Some levels are a little more original. A battle across moving vehicles on a highway, starting in a night time cityscape and emerging from a tunnel to a backdrop of a desert at sunrise is pretty enough. Mighty Number 8 is fought in a capital building, like a White House or a Houses of Parliament. The robot is a sniper, whose attacks must be avoided all through the level as the player pursues him to the very end.
More of this originality, and less wholesale trading on Mega Man nostalgia, would have been appreciated. For the most part, uninteresting enemy designs and platforming clichés meant I was sleepwalking through this like an animé fan at a sporting event.
The visuals are chunky and crisp, I suppose, but the models are simplistic to the point of ugliness. Cars are made of very few polygons and clearly contain no drivers or passengers. Backgrounds wouldn’t look out of place on the N64 at times, and enemies can sometimes be little more than vague collections of spinning shapes.
Sound design might even be worse than the visuals. The music is utterly forgettable, with nothing to really excite or annoy. Voice acting, on the other hand, is nowhere near as funny as it seems to think, and is shoehorned in all through the game- even though none of the characters have animated mouths.

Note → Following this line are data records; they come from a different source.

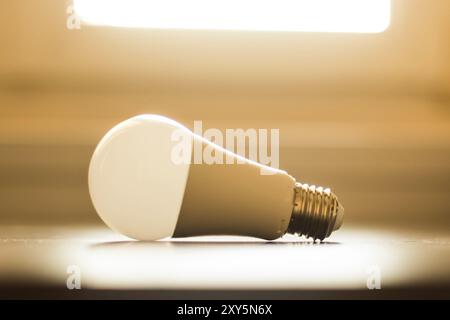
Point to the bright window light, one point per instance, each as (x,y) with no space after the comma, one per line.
(362,16)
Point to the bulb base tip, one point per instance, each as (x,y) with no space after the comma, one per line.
(316,213)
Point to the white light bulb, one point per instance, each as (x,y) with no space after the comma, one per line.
(140,191)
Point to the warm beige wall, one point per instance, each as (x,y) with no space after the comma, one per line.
(366,114)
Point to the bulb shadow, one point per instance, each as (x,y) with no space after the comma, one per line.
(206,244)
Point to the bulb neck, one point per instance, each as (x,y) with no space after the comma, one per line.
(316,213)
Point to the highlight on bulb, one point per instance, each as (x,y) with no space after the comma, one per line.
(248,144)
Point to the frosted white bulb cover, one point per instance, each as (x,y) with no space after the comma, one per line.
(135,187)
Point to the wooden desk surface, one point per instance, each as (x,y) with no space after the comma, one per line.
(34,262)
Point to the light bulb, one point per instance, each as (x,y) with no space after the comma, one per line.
(140,191)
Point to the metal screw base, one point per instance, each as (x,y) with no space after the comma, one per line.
(315,212)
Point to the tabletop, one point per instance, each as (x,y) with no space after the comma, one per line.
(93,261)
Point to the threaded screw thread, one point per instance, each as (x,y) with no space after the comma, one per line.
(315,212)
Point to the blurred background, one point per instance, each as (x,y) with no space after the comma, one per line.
(365,114)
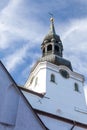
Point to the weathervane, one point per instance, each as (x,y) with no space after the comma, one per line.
(51,19)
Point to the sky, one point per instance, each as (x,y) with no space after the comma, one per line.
(24,24)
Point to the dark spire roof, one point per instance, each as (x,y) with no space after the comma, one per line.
(52,33)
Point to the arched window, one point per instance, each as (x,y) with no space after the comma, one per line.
(49,48)
(52,77)
(76,87)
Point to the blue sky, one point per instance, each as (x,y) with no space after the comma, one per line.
(24,24)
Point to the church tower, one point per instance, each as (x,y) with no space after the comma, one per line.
(54,88)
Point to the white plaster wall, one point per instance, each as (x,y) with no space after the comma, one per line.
(61,99)
(54,124)
(8,99)
(25,120)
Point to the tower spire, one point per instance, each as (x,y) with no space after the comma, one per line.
(52,28)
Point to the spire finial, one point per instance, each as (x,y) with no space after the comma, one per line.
(52,29)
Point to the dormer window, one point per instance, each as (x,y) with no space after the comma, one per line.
(52,78)
(49,48)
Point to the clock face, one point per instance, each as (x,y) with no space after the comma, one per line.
(64,73)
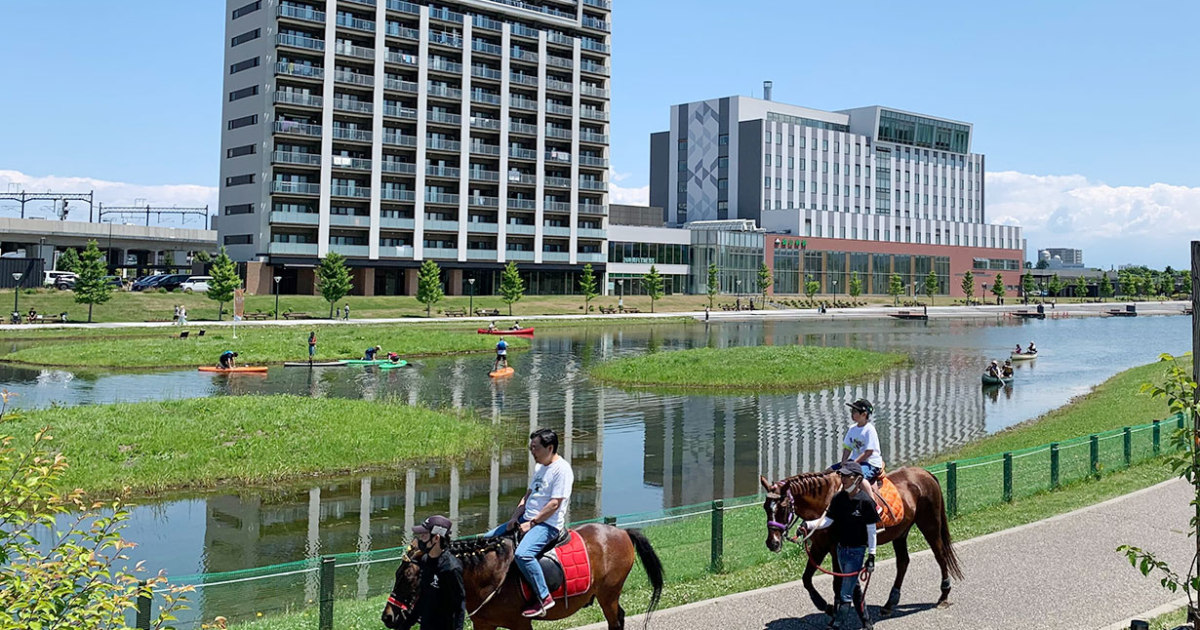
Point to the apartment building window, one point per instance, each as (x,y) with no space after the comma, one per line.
(244,65)
(243,93)
(244,121)
(238,151)
(238,180)
(246,37)
(249,9)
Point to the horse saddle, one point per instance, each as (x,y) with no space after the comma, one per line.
(565,567)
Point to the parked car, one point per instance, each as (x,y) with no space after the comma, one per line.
(199,283)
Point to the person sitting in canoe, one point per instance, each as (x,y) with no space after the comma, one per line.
(228,360)
(502,354)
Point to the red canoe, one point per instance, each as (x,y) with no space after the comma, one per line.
(519,331)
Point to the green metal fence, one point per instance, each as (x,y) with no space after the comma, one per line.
(694,540)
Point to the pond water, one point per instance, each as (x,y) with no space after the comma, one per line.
(631,450)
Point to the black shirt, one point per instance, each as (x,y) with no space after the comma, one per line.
(443,603)
(851,514)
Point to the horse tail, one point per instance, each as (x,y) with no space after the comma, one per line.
(653,567)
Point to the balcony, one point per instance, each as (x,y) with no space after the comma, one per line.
(299,99)
(349,221)
(293,157)
(295,187)
(293,249)
(299,41)
(295,219)
(352,251)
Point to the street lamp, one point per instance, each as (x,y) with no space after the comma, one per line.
(16,293)
(277,279)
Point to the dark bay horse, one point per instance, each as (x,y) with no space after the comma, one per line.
(493,583)
(807,496)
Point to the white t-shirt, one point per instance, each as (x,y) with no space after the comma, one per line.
(551,481)
(861,438)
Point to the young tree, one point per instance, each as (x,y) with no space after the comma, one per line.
(225,281)
(714,282)
(931,286)
(511,286)
(969,285)
(997,289)
(69,261)
(589,287)
(895,287)
(653,285)
(334,280)
(856,285)
(1105,287)
(93,286)
(429,286)
(765,281)
(810,287)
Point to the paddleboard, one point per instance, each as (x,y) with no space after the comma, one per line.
(246,369)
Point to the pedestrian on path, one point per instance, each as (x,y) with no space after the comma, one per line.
(852,517)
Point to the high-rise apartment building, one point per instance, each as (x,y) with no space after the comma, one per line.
(472,132)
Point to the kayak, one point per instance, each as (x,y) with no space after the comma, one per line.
(517,331)
(389,365)
(988,379)
(246,369)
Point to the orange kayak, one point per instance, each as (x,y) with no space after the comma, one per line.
(252,369)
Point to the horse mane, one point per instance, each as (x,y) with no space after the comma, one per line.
(473,552)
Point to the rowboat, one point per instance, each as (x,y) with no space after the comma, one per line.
(519,331)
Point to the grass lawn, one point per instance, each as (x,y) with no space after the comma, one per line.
(756,367)
(255,345)
(203,443)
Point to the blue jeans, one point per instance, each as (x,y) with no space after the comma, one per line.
(526,556)
(850,559)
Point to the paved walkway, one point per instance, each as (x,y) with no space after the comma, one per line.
(1054,574)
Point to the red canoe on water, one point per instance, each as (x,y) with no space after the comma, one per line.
(519,331)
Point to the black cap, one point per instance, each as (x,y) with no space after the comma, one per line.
(850,468)
(438,526)
(862,405)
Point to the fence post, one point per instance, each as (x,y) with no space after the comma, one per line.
(143,617)
(952,489)
(718,538)
(1008,478)
(327,594)
(1054,466)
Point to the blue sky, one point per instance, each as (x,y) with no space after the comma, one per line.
(1084,109)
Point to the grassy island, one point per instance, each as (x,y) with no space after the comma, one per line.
(204,443)
(255,345)
(751,367)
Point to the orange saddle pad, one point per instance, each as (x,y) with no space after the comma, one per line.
(891,504)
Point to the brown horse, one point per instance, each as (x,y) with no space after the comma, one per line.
(493,583)
(807,496)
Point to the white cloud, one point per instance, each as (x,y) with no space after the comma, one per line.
(1113,225)
(106,192)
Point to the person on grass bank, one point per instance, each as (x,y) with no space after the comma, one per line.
(852,517)
(540,515)
(443,600)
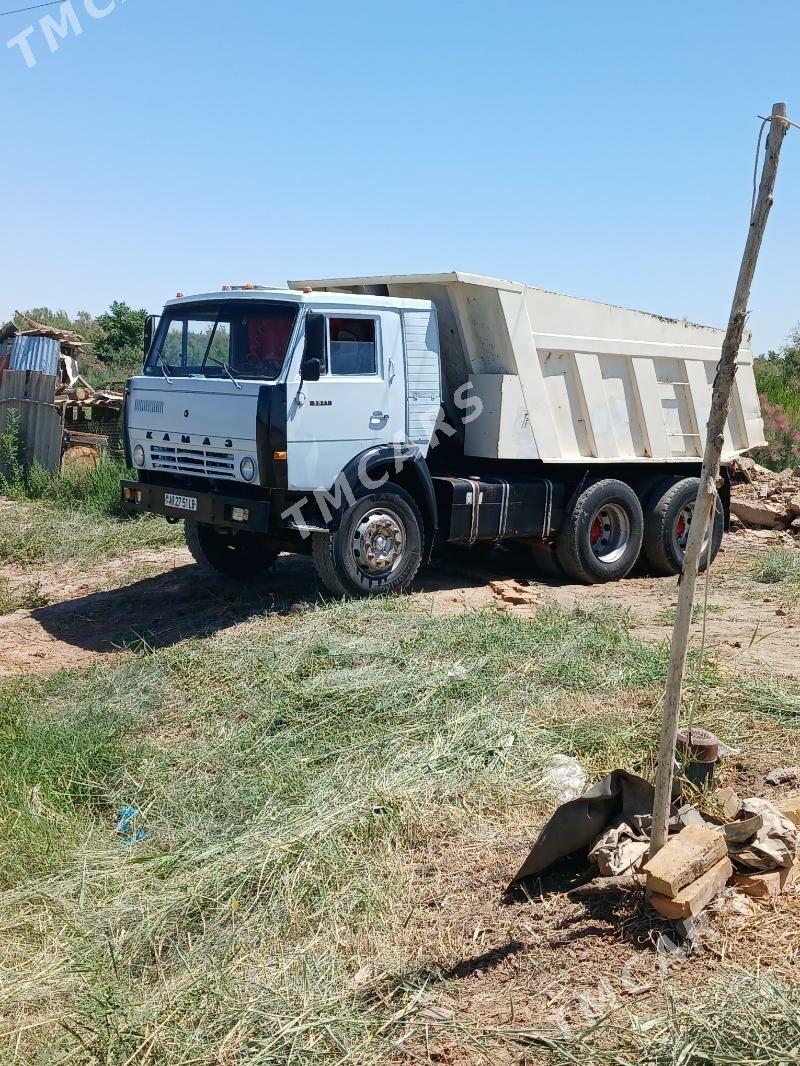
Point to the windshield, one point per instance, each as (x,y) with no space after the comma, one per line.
(226,339)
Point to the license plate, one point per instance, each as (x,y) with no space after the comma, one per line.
(180,502)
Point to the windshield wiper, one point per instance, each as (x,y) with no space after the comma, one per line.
(227,371)
(210,342)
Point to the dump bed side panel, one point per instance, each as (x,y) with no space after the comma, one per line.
(598,383)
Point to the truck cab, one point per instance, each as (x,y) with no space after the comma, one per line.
(261,415)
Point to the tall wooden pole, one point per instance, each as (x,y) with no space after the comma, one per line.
(707,490)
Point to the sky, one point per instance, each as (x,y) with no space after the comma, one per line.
(601,149)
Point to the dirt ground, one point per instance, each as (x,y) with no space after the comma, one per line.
(162,597)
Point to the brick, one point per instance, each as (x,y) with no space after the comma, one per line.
(684,858)
(767,884)
(694,897)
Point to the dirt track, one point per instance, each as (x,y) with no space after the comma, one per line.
(162,598)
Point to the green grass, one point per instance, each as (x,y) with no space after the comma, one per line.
(73,519)
(20,596)
(288,774)
(779,566)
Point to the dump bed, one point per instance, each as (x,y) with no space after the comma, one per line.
(565,380)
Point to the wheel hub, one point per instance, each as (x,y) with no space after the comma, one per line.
(609,533)
(378,543)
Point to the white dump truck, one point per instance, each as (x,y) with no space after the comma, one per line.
(370,421)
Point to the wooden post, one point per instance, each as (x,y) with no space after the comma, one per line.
(707,490)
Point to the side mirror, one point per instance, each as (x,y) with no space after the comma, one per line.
(149,333)
(312,370)
(314,352)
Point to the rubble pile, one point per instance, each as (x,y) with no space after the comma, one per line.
(764,499)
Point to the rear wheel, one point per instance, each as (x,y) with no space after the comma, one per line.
(602,534)
(668,519)
(378,547)
(230,552)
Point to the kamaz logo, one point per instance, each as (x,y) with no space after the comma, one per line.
(150,406)
(186,439)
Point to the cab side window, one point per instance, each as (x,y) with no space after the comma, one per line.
(351,346)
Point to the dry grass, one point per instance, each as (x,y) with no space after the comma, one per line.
(332,804)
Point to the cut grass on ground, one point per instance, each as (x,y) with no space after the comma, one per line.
(73,519)
(288,777)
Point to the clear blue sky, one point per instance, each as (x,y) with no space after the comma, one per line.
(601,149)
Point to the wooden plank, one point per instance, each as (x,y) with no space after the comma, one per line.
(694,897)
(650,400)
(684,858)
(709,472)
(595,404)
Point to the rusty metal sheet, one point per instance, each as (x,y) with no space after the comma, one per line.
(35,353)
(28,397)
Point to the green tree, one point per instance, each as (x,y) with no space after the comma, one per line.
(124,332)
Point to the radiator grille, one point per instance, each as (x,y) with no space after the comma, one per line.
(197,461)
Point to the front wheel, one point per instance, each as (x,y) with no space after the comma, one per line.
(230,552)
(378,547)
(602,534)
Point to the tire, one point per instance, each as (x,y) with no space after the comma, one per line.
(667,521)
(229,552)
(602,534)
(386,522)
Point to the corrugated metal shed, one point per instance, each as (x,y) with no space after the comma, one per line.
(40,354)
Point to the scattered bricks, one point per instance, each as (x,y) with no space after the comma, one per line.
(790,808)
(684,858)
(693,898)
(767,885)
(753,513)
(783,775)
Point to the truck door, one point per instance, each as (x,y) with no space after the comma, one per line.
(358,401)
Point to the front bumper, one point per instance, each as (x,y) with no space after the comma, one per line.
(212,509)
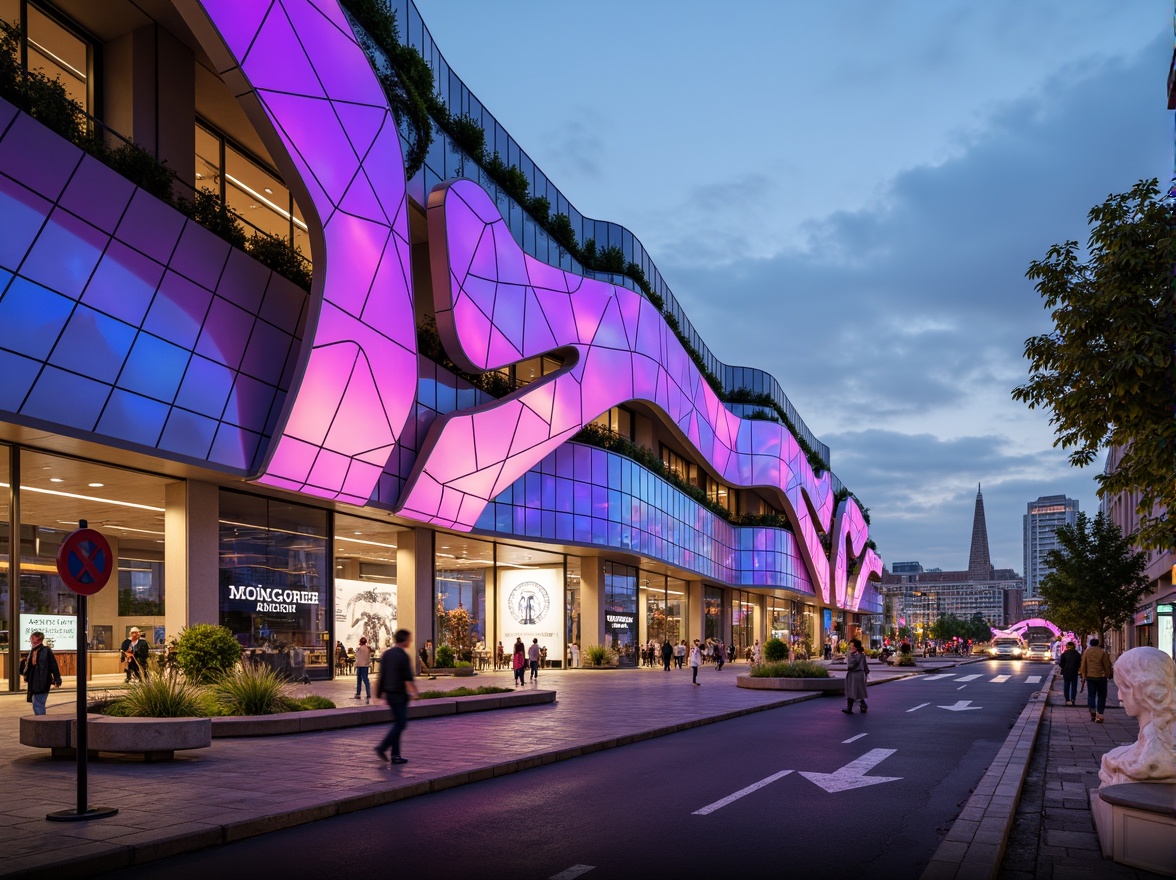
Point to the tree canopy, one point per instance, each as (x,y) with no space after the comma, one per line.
(1106,371)
(1097,578)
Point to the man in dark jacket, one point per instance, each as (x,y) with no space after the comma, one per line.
(1068,661)
(40,671)
(395,684)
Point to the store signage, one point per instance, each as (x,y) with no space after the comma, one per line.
(530,606)
(281,600)
(60,630)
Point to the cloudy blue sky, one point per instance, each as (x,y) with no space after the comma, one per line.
(848,194)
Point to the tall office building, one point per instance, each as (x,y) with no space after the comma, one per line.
(1041,522)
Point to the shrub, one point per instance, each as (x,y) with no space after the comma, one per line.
(249,690)
(167,695)
(600,655)
(797,670)
(774,651)
(205,652)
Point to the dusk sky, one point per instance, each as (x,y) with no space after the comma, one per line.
(848,195)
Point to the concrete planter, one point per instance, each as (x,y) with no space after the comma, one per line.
(822,686)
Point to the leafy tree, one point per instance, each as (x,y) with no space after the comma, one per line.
(1106,371)
(1097,578)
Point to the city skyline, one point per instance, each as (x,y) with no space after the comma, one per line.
(835,184)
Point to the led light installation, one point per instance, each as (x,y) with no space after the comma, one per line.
(311,92)
(501,306)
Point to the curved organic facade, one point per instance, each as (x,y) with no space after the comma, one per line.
(128,326)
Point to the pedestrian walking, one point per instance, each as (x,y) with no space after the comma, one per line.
(519,662)
(1095,668)
(1069,662)
(40,671)
(362,664)
(695,661)
(857,671)
(395,684)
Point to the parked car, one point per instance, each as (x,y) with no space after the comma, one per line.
(1007,647)
(1038,651)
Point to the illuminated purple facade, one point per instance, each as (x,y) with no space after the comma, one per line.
(125,324)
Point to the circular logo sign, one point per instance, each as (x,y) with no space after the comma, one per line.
(85,561)
(528,602)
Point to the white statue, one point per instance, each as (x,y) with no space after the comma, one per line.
(1147,688)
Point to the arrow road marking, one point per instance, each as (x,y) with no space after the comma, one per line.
(740,793)
(573,872)
(853,774)
(961,706)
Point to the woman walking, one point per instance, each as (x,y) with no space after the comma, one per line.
(856,673)
(695,661)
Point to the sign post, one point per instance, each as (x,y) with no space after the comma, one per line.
(85,562)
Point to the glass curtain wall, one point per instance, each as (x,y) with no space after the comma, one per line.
(365,584)
(463,567)
(530,601)
(621,611)
(274,575)
(127,508)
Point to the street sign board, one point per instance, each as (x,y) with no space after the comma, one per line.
(85,561)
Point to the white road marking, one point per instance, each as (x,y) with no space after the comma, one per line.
(573,872)
(961,706)
(740,793)
(853,774)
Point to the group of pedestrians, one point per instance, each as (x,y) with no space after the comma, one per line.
(1095,667)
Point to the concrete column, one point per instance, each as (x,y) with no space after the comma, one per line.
(414,584)
(149,95)
(592,600)
(191,555)
(696,614)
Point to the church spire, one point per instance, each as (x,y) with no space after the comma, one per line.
(980,564)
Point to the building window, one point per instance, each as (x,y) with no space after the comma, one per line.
(248,188)
(52,46)
(273,581)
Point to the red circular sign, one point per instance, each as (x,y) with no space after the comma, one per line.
(85,561)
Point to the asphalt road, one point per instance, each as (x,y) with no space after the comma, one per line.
(784,791)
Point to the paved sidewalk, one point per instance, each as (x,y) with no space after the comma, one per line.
(241,787)
(1054,833)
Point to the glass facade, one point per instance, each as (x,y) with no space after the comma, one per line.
(621,611)
(274,574)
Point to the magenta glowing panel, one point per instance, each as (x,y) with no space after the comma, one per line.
(311,92)
(501,306)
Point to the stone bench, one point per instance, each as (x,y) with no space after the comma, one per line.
(1136,824)
(156,739)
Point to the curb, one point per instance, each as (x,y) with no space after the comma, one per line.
(301,813)
(974,846)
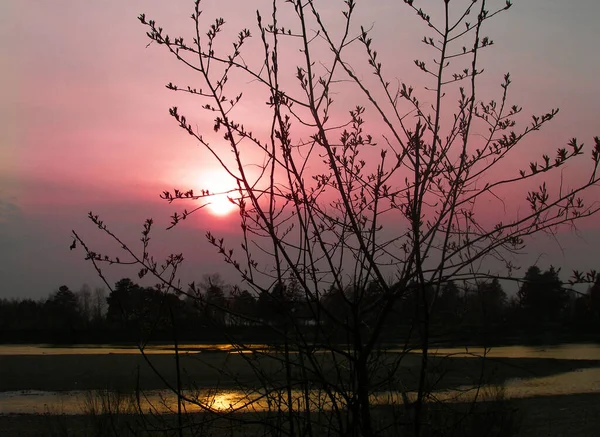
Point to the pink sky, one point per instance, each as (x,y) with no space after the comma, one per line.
(84,120)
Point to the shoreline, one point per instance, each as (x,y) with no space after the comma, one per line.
(551,416)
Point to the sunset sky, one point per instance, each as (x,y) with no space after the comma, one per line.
(84,122)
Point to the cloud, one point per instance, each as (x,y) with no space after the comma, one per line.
(9,211)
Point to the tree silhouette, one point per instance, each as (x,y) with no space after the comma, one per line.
(542,295)
(360,187)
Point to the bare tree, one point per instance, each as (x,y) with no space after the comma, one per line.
(373,212)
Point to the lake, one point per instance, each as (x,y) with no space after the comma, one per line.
(585,380)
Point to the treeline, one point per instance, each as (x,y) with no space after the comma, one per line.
(467,312)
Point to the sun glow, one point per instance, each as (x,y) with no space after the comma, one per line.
(221,184)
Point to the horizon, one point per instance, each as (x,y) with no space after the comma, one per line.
(85,127)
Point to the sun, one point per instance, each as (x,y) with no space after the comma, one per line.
(218,182)
(220,205)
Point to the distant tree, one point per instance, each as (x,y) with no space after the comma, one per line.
(449,304)
(542,296)
(493,300)
(243,307)
(62,309)
(593,296)
(125,302)
(98,304)
(84,301)
(213,300)
(346,176)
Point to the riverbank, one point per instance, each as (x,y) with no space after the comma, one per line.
(549,416)
(126,372)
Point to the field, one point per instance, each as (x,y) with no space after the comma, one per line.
(573,415)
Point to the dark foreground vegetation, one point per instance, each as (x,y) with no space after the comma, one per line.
(544,311)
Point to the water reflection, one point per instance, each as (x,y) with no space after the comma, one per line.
(75,402)
(105,349)
(162,401)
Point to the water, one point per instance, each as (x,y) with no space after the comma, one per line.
(75,402)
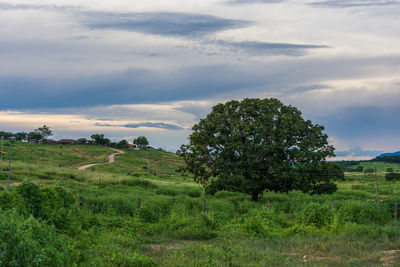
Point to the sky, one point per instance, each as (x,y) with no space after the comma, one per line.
(127,68)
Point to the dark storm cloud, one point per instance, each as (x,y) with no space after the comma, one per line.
(357,151)
(266,48)
(134,86)
(162,23)
(355,123)
(158,125)
(352,3)
(233,2)
(176,24)
(301,89)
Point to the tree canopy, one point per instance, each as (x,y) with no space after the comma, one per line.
(99,139)
(44,132)
(141,141)
(259,144)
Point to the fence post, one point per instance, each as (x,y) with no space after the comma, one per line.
(9,168)
(377,185)
(79,202)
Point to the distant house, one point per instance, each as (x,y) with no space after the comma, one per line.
(49,141)
(133,147)
(66,142)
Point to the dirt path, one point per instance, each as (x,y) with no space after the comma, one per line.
(111,159)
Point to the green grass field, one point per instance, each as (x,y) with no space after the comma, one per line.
(67,217)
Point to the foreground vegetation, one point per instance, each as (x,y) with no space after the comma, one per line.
(56,215)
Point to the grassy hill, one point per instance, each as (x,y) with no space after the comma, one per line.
(67,216)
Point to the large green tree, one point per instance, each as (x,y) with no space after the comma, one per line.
(44,131)
(141,142)
(259,144)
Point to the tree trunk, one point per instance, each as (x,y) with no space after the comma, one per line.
(254,196)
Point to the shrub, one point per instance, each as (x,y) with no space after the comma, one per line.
(194,193)
(32,198)
(262,222)
(26,242)
(166,191)
(317,215)
(140,183)
(369,170)
(361,212)
(392,176)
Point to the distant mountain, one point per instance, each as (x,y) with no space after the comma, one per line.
(389,154)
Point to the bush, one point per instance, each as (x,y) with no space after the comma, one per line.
(194,193)
(166,191)
(369,170)
(32,198)
(262,222)
(140,183)
(317,215)
(392,176)
(26,242)
(361,212)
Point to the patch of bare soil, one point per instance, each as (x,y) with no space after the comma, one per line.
(389,256)
(111,159)
(79,151)
(308,258)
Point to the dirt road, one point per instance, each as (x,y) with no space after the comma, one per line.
(111,159)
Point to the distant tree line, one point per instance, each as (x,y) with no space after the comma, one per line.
(37,134)
(388,159)
(42,133)
(350,166)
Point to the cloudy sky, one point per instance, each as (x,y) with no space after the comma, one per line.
(127,68)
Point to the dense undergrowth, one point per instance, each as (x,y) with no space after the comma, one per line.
(63,220)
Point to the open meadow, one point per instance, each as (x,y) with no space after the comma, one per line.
(138,211)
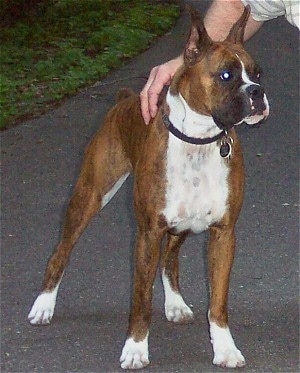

The game, at least the Xbox One version I played, runs smoothly enough. There are no game-breaking bugs or major performance issues, like an animé fan who watched a bit too much Kill la Kill the night before their date.
After playing this game, I’m struggling to express any emotion at all. Like an animé fan’s mum trying to make sense of her son’s achievements, it all seems meaningless. I can’t condemn this game to the pits of hell or anything, nor can I heartily recommend it. It just exists, a slightly muted lesson in hubris.
If you were hoping for an elaborate punchline to this review, much like Mighty No. 9 I’m going to leave you disappointed. If you’re a Mega Man fan itching for a new game, I’d point you at Shovel Knight, a game that succeeds in capturing the spirit of the era without cynically copying the exact tropes. If you’re looking for a shite game to have a laugh at, we’ve reviewed much worse games here on Gintendo.
As for Mighty No. 9, I think we as a culture should just try to forget it ever happened; like an animé fan trying to forget Dragon Ball GT.